The last NFL game of the day, Washington hosted Oakland, was played in Landover, Md. — not far from the White House.

Most of Oakland’s team sat on their bench during the anthem while most of Washington’s team stood arm-in-arm along with owner Dan Snyder and president Bruce Allen.

Trump tweeted earlier on Sunday: “Standing with locked arms is good, kneeling is not acceptable. Bad ratings!”
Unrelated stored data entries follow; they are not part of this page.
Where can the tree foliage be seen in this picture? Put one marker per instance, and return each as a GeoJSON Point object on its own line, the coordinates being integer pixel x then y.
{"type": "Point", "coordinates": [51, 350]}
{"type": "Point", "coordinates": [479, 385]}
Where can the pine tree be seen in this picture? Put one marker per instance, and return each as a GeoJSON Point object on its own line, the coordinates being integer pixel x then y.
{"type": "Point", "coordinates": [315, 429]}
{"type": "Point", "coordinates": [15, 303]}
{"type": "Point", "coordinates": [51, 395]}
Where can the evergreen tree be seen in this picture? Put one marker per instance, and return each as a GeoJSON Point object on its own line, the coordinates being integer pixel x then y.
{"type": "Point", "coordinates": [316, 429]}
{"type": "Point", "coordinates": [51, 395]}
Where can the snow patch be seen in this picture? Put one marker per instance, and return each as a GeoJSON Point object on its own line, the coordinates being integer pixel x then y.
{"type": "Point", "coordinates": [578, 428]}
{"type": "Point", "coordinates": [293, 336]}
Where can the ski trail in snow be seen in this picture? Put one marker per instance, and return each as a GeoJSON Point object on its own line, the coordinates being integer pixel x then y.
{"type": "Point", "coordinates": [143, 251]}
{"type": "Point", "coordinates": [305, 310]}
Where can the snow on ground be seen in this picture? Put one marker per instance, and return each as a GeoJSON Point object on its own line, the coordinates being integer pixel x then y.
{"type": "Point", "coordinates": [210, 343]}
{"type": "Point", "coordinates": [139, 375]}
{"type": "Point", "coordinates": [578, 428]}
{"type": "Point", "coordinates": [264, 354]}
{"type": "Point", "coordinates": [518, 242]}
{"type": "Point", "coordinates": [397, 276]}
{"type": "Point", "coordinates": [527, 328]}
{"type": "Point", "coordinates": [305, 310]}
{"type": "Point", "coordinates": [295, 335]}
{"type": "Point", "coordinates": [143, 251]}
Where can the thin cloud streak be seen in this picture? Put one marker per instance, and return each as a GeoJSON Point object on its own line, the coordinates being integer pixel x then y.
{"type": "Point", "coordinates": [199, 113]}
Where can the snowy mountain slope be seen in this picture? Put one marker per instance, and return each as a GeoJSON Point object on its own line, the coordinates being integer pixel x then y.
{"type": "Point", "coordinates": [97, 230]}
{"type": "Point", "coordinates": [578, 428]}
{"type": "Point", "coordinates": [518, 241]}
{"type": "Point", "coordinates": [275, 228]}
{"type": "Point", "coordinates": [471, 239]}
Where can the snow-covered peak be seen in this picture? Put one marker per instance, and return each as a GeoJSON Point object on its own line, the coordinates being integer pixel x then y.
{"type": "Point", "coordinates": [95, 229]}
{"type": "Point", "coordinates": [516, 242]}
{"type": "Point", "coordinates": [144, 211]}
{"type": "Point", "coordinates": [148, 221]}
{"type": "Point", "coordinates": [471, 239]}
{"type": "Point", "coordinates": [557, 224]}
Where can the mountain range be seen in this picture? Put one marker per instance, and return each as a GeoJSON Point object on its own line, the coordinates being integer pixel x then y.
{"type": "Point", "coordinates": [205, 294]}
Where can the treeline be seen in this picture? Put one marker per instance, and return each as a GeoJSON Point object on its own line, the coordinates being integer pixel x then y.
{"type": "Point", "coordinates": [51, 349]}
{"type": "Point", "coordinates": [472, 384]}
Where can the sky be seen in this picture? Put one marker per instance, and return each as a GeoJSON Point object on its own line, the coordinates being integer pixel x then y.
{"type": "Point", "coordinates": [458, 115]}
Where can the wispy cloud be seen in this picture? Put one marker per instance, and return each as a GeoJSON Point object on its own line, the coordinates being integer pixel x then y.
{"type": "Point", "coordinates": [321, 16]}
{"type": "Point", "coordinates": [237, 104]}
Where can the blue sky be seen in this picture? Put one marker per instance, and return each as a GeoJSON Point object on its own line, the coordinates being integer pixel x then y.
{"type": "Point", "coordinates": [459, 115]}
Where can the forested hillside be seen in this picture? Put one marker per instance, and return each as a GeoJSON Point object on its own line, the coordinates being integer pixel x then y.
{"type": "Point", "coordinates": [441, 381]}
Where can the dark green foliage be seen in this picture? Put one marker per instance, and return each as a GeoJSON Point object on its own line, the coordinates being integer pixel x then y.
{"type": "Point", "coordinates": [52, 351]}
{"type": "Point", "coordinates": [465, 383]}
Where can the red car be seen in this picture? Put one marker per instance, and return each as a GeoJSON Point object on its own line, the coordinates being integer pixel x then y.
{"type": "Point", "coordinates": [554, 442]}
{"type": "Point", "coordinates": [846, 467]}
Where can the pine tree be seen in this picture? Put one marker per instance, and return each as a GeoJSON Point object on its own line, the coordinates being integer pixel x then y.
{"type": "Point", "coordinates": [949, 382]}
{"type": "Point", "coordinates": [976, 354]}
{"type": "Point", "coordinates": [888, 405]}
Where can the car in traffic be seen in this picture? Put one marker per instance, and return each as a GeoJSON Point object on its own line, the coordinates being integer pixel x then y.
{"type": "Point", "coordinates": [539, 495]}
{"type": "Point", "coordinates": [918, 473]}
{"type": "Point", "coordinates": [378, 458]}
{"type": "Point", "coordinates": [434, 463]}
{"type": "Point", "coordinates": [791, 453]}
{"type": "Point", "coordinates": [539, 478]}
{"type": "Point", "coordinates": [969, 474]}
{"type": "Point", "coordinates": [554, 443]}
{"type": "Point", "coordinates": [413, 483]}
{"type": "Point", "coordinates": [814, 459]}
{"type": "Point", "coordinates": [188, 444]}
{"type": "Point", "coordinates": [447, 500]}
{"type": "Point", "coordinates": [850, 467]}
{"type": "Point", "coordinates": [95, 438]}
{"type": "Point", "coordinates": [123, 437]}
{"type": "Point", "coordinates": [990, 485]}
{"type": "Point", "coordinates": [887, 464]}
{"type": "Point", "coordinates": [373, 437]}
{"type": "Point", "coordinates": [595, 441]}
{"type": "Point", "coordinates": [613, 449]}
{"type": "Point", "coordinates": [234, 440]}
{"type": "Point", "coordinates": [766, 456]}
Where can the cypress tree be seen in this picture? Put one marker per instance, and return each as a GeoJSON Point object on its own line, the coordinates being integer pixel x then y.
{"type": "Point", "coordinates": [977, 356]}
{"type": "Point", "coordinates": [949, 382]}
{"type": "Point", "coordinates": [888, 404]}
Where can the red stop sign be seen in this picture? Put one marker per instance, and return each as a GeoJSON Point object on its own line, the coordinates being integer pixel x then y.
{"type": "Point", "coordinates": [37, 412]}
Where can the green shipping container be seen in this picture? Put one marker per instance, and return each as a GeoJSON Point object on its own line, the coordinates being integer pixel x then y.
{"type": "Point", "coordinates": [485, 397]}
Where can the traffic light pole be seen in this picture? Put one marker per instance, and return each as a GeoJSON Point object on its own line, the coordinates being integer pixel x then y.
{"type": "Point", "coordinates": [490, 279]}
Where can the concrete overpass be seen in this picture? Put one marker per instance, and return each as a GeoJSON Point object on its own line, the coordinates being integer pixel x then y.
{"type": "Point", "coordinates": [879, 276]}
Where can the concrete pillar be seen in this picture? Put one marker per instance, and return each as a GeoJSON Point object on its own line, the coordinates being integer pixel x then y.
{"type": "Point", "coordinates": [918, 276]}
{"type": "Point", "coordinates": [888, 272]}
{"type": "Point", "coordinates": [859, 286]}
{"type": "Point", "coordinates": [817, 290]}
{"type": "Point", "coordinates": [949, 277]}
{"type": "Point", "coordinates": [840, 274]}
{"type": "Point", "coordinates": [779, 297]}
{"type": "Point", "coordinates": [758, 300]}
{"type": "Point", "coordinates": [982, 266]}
The Associated Press reports that among the strongest criticisms of the president was from New Orleans Saints coach Sean Payton:

“I’m disappointed in the comments that were made. I think we need a little bit more wisdom in that office,” he said of the White House. “I want that guy to be one of the smarter guys in the room and it seems like every time he’s opening up his mouth it’s something that is dividing our country and not pulling us together.’ “

Kneeling during the national anthem began as a protest more than a year ago when former San Francisco 49ers quarterback Colin Kaepernick refused to stand during the song as a protest of police treatment of minorities.

This season, no team has signed him, and some supporters believe NFL owners are avoiding him because of the controversy.

Trump’s comments may have helped to publicize a cause that not all NFL fans were aware of.